Two groups have used siRNA-mediated gene silencing in RGCs in vivo (Lingor et al., 2005
) and in RGC-5 cells against c-Jun, Bax and Apaf-1 (Lingor et al., 2005
), and PKR (Shimazawa et al., 2007
). However, those studies were performed with either undifferentiated cells or cells treated with concanavalin A, which does not produce a true neuronal morphology. The study of Lingor and colleagues (2005)
achieved RNA interference with custom single oligonucleotide duplexes, while we used pools of 4 duplexes. Advances in the field have now allowed for commercially available pooled sequences for greater reliability and efficiency, as described above, with less off-target effects. Their study used 50 nM staurosporine added to cells that had had proliferation halted with concanavalin A to induce apoptosis. We treated with 316 nM staurosporine without concanavalin A, which results in differentiation without obvious evidence of apoptosis (Frassetto et al., 2006
Gene silencing with siRNA is a methodology prone to artifact. While we cannot be sure that no off-target effects were seen, our use of 4 pooled siRNA duplex species is less likely to affect other genes, and we did not see knockdown of our actin control. Although we did not measure RNA levels, the near complete inhibition of immunodetectable SOD2 at the protein level by immunoblotting is evidence that substantial SOD2 knockdown was achieved. Other controls included pooled scrambled RNA that was used to account for the known toxic effects of siRNA, particularly at higher concentrations. These methods employed to achieve knockdown of the SOD2 gene have not been previously described in RGC-5 cells or RGCs, and our results demonstrate high transfection efficiency and reliable and consistent knockdown, with our small sample size yielding a relatively low standard error at 96 hours post-transfection. There was moderate loss of RGC-5 actin over time in both the SOD2 and scrambled knockdown. This is likely due to a combination of the effects of the transfection procedure, toxic effects of staurosporine, and the fact that neuronally differentiated RGC-5 cells were not supported with neurotrophic factors.

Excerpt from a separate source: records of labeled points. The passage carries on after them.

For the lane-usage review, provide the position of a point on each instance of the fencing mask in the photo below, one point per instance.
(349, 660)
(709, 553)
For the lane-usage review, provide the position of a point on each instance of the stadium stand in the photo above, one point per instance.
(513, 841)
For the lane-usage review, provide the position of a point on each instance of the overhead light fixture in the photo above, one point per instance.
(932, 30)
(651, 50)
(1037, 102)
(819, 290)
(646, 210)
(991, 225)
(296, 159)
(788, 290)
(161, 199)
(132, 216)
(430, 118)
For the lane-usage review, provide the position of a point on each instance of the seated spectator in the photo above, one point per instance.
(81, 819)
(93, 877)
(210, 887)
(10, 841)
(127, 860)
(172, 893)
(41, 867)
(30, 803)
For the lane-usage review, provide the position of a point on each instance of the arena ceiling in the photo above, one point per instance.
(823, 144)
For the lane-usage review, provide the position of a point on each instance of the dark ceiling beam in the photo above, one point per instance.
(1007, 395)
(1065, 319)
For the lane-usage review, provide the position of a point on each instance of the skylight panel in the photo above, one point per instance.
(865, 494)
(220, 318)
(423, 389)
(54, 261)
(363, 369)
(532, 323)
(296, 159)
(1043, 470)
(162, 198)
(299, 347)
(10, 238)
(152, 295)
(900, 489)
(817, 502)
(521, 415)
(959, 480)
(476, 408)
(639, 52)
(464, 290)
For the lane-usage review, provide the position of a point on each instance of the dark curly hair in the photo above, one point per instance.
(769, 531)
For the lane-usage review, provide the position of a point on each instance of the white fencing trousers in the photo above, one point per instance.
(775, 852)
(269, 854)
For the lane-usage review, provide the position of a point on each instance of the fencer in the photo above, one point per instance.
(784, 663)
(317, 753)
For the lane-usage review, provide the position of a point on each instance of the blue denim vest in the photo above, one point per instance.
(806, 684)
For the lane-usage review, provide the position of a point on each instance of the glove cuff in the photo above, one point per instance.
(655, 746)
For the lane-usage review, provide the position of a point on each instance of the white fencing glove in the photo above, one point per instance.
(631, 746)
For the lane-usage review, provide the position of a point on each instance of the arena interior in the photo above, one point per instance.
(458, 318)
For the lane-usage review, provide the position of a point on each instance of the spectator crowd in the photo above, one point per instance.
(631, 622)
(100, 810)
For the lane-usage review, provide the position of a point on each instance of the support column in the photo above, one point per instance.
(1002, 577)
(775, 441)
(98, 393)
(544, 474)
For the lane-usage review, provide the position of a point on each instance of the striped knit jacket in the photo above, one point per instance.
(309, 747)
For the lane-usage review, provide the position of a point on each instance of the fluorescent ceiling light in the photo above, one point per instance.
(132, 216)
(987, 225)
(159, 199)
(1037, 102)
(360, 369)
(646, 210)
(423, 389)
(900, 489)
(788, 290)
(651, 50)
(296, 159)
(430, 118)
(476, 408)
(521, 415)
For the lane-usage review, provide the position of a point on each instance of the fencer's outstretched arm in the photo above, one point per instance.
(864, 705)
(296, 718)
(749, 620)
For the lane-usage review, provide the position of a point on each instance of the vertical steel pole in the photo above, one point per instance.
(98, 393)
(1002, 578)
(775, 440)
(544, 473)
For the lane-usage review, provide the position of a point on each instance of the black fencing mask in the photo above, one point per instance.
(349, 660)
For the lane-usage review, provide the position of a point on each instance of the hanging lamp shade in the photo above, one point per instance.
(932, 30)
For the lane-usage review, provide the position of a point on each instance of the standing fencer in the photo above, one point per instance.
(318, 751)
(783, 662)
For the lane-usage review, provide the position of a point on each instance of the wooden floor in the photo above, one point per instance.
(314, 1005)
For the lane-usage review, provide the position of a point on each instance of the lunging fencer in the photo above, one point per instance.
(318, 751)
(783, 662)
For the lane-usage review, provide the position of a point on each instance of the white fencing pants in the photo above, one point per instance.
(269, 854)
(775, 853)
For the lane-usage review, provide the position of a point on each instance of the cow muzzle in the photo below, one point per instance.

Brain-derived neurotrophic factor (BDNF) has been shown to increase survival of RGC-5 cells, and supplementation may result in increased viability (Harper et al., 2009
). Our finding of increased RGC-5 cell death when there was preferential knockdown of SOD2 beyond that of actin appears consistent with a mechanism of action for superoxide as a signal for neuronal cell death. Our previous studies ruled out neurotrophin deprivation as the cause of elevated superoxide after RGC axotomy because a combination of neurotrophins did not prevent increases in HEt-detectable superoxide (Lieven et al., 2006
). Therefore, it is unlikely that the introduction of neurotrophic factors would have affected superoxide production or SOD2 knockdown. When PEG-SOD was added to menadione treated cells, there was a small yet significant increase in cell viability. In theory this would have been expected to be even greater, but it is likely that PEG-SOD does not enter the mitochondrial matrix as effectively as other mitochondrial or cytoplasmic compartments.

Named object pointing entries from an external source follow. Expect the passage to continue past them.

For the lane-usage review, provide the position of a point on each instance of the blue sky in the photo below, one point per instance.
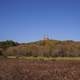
(30, 20)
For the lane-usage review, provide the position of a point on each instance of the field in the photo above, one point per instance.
(22, 69)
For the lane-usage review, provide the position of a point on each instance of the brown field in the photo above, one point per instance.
(16, 69)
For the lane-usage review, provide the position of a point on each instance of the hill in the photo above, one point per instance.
(45, 48)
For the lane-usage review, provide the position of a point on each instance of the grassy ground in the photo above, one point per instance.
(46, 58)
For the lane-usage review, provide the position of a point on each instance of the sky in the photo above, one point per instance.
(30, 20)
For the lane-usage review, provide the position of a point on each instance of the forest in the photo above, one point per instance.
(43, 48)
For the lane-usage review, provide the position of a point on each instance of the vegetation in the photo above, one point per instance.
(42, 48)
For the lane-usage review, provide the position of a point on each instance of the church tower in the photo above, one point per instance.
(46, 37)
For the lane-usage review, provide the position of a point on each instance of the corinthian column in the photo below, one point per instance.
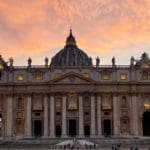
(45, 116)
(52, 117)
(9, 118)
(64, 117)
(81, 116)
(134, 115)
(116, 118)
(99, 127)
(92, 115)
(28, 117)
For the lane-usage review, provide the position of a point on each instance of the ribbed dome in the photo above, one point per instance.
(71, 55)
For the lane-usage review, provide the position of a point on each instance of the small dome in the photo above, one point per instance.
(71, 55)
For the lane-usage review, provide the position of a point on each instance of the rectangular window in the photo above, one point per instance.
(106, 75)
(20, 77)
(57, 75)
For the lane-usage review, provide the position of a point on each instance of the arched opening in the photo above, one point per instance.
(37, 128)
(87, 130)
(107, 127)
(58, 130)
(146, 124)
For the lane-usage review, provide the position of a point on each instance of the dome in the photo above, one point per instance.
(71, 55)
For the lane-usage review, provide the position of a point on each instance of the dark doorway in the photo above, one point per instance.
(87, 130)
(107, 127)
(146, 124)
(37, 128)
(58, 130)
(72, 127)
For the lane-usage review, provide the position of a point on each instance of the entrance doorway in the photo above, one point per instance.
(146, 124)
(72, 127)
(37, 128)
(107, 127)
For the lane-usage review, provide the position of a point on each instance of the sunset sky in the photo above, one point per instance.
(103, 28)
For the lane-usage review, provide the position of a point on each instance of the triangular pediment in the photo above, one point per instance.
(72, 78)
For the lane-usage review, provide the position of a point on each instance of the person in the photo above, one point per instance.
(29, 62)
(11, 61)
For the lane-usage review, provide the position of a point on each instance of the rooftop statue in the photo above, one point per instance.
(29, 62)
(11, 61)
(97, 61)
(132, 60)
(70, 55)
(46, 61)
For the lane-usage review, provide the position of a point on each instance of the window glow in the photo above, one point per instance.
(85, 75)
(147, 106)
(106, 75)
(20, 77)
(1, 66)
(57, 75)
(123, 76)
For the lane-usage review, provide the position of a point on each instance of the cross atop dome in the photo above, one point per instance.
(70, 39)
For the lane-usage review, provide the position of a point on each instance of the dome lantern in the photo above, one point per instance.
(70, 39)
(71, 55)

In summary, we found that SOD2 knockdown in differentiated RGC-5 cells is associated with increased levels of superoxide and cell death. Reduced SOD2 expression creates higher concentrations of superoxide that are likely the cause of the observed decreased viability. When oxidative stress was induced with pharmacological treatments that increase superoxide levels, greater superoxide production and cell death were observed. These results provide a model for the study of cell-autonomous superoxide signaling in vitro
after optic retinal ganglion cell body or axonal injury, and also support prior studies showing that SOD2 is an endogenous scavenger for RGC survival in vivo (Qi et al., 2003
). Our data also establish the use of siRNA in staurosporine-differentiated RGC-5 cells as a method for studying neuron-specific mechanisms of cell death and survival.